Republican vice presidential contender Paul Ryan promised on Wednesday that he and running mate Mitt Romney would lead America out of the economic doldrums by making tough choices that would generate jobs and strengthen the middle class.
Ryan, a Wisconsin congressman, will accept his assignment as Romney's No. 2 at the Republican convention with the biggest speech of his political career - one designed to fire up conservatives while reaching out to independents still uncertain about the Republican team.
"We will not duck the tough issues - we will lead. We will not spend four years blaming others - we will take responsibility," Ryan will say later on Wednesday, according to excerpts of his speech released by Romney's campaign.
Ryan will join many of his fellow Republicans in criticizing President Barack Obama, promising he and Romney will repeal Obama's healthcare overhaul if elected.
"Obamacare comes to more than 2,000 pages of rules, mandates, taxes, fees and fines that have no place in a free country," he said in the excerpts.
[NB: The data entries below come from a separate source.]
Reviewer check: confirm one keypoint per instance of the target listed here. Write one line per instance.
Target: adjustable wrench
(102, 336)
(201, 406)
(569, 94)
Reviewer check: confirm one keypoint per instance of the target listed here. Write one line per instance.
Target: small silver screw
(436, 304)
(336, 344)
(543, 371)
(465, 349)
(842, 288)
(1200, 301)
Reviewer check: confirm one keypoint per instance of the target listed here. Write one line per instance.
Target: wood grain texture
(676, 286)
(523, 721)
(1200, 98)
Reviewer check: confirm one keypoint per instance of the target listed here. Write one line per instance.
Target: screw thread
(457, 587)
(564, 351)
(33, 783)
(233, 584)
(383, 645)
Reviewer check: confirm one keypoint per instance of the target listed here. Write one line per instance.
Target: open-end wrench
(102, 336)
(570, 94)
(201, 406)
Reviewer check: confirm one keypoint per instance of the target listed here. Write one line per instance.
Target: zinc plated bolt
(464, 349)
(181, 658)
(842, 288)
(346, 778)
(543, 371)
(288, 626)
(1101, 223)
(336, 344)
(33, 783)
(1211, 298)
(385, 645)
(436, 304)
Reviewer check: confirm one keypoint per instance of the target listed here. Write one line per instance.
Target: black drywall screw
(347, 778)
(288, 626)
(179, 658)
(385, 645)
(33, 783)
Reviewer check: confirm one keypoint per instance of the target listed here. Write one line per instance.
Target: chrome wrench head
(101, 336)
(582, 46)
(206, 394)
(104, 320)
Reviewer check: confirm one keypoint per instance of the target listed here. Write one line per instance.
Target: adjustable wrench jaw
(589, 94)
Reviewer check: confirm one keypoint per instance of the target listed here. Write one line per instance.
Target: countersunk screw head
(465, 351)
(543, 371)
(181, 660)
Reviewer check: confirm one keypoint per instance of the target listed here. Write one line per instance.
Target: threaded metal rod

Republicans hope to use the convention in Tampa, Florida, to show a softer side of Romney, who has had trouble connecting with voters, while focusing on his plans for an economic turnaround and criticizing Obama for lingering high unemployment and exploding deficits.
A Reuters/Ipsos online survey on Wednesday showed Romney already gaining a boost from the gathering. In the four-day rolling poll, Romney and Obama were deadlocked among likely voters at 43 percent each. That was an improvement for Romney from Obama's two-point lead on Tuesday and four-point lead on Monday.
"The convention is being seen and heard," said Julia Clark of Ipsos. "We can credibly say the slight change in the numbers can be attributed to the convention."